7.6On his tattoo and his sympathy for Christianity, the Committee notes that the author identifies himself as a Sunni Muslim and that, even if he admitted that his practice was not “strong”, he nevertheless practises Islam and has never converted to Christianity. The Committee also notes that the author, while claiming the existence of a risk of being perceived as a Christian convert in Afghanistan, has not commented on the State party’s reference to country information indicating that Afghans have great understanding for compatriots who try everything to obtain residence in Europe.
7.7The Committee recalls paragraph 12 of its general comment No. 31 (2004), in which it refers to the obligation of States parties not to extradite, deport, expel or otherwise remove a person from their territory when there are substantial grounds for believing that there is a real risk of irreparable harm, such as that contemplated by articles 6 and 7 of the Covenant. The Committee has also indicated that the risk must be personal and that there is a high threshold for providing substantial grounds to establish that a real risk of irreparable harm exists. In making such assessment, all relevant facts and circumstances must be taken into consideration, including the general human rights situation in the author’s country of origin. The Committee recalls its jurisprudence according to which considerable weight should be given to the assessment conducted by the State party and reiterates that it is generally for the organs of the States parties to the Covenant to review and evaluate facts and evidence in a particular case in order to determine whether such a risk exists, unless it is found that the evaluation was clearly arbitrary or amounted to a denial of justice.
7.8In the light of the foregoing,the Committee observes that the author has failed to identify any such irregularity in the decision-making process of the Danish immigration authorities in the framework of his asylum proceedings and has failed to sufficiently substantiate why the decisions of these authorities were clearly arbitrary, manifestly erroneous or amounted to a denial of justice. Regarding the author’s reference to the Committee’s views in A.A.S. v.

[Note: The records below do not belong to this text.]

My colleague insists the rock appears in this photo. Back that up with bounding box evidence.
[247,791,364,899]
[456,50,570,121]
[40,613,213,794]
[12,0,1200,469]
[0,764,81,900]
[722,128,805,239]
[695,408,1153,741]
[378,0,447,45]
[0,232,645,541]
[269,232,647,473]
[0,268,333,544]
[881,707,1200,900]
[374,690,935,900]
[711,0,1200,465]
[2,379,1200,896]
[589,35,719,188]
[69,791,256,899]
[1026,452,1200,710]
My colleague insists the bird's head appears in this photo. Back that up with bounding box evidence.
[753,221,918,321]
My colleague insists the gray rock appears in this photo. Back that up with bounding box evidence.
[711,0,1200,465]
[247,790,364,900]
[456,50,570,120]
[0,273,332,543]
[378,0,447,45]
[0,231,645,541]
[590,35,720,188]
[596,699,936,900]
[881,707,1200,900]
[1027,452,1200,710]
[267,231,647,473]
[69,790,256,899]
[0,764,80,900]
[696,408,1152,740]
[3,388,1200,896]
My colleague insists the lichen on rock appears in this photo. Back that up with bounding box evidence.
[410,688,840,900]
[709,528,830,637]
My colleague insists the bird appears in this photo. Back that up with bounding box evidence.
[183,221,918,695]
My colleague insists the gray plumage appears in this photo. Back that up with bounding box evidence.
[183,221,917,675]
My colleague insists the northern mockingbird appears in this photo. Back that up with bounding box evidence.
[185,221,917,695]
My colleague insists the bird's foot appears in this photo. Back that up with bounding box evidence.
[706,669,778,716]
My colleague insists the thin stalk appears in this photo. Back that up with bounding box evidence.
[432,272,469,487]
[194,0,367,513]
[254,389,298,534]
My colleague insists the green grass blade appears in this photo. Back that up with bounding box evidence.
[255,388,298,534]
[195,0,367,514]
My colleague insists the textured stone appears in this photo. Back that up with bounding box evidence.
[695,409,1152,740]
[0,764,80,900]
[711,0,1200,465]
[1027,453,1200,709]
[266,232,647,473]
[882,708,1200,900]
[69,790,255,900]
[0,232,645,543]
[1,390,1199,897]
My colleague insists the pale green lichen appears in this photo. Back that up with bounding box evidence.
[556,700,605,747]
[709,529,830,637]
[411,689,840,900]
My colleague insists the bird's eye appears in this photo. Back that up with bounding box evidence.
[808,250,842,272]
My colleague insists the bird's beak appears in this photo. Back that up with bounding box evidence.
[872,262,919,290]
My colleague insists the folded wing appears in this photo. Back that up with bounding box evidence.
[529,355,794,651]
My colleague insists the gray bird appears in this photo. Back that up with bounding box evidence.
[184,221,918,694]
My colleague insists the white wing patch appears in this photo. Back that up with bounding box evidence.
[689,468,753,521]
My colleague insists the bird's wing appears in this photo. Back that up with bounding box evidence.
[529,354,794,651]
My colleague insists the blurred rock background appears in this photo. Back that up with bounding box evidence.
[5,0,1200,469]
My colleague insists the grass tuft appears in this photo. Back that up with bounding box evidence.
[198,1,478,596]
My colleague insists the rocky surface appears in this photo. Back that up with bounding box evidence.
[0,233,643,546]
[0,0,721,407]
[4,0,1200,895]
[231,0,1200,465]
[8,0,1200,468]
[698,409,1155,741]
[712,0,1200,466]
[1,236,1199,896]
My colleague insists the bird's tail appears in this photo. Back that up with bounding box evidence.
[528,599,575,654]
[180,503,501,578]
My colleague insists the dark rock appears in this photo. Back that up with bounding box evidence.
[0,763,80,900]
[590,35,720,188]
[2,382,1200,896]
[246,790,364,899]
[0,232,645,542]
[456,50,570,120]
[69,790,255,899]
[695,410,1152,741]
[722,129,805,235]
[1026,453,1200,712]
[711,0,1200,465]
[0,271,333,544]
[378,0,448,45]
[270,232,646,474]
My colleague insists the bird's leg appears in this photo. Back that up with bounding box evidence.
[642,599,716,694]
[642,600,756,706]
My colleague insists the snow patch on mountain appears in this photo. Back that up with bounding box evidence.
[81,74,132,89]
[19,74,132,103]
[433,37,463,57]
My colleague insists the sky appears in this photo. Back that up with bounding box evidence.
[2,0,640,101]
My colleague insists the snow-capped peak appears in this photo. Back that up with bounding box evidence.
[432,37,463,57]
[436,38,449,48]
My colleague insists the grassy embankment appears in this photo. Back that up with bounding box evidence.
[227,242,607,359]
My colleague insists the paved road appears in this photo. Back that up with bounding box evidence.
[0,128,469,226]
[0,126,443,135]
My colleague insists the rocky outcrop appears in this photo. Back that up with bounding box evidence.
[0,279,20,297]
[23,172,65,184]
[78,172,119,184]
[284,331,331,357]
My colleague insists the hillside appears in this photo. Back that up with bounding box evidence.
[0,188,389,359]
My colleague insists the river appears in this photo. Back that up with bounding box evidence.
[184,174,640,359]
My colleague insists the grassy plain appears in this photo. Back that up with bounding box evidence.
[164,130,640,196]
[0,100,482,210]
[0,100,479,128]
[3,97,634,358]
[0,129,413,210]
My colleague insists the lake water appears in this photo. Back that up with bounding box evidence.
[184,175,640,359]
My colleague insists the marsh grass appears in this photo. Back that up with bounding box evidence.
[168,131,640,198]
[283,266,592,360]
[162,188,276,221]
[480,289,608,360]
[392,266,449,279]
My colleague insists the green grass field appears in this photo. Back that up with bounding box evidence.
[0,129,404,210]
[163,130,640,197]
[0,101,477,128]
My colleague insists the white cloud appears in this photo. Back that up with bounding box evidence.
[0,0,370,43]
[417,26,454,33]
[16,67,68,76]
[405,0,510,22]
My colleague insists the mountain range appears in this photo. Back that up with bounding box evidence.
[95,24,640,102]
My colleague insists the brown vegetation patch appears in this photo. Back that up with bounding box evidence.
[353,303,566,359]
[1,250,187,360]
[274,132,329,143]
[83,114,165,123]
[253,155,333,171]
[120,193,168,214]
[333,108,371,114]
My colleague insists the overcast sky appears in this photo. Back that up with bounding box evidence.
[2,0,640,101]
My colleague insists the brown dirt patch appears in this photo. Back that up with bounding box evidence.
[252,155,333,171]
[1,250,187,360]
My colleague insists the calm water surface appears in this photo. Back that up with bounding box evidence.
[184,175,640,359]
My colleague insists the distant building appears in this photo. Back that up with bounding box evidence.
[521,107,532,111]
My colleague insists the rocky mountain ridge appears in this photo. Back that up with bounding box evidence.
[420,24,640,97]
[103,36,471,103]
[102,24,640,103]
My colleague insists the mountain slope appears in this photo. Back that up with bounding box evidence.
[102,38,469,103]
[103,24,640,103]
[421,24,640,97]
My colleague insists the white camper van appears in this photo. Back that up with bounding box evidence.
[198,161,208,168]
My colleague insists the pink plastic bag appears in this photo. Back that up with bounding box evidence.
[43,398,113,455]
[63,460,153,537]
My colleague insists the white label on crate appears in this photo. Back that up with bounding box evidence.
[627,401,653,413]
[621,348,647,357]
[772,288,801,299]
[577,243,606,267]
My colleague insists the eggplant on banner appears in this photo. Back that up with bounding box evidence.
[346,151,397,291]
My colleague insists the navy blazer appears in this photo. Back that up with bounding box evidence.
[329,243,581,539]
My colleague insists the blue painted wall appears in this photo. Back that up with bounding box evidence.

Denmark, the Committee notes that, in spite of some apparent similarities, that case fundamentally differs from the case at hand given the specific context in Somalia at that time and the distinct individual circumstances of its author, which, taken together, rendered him particularly vulnerable, and therefore considers it irrelevant in the present circumstances.
7.9Without prejudice to the continuing responsibility of the State party to take into account the situation in the country to which the author would be deported and not underestimating the concerns that may legitimately be expressed with respect to the general human rights situation in Afghanistan, the Committee considers that, in the light of all the available information regarding the author’s personal circumstances, his claims under articles 6 and 7 of the Covenant are insufficiently substantiated for the purposes of admissibility and are therefore inadmissible under article 2 of the Optional Protocol.
8.The Committee therefore decides:
(a)That the communication is inadmissible under article 2 of the Optional Protocol;
(b)That the present decision shall be transmitted to the State party and to the author.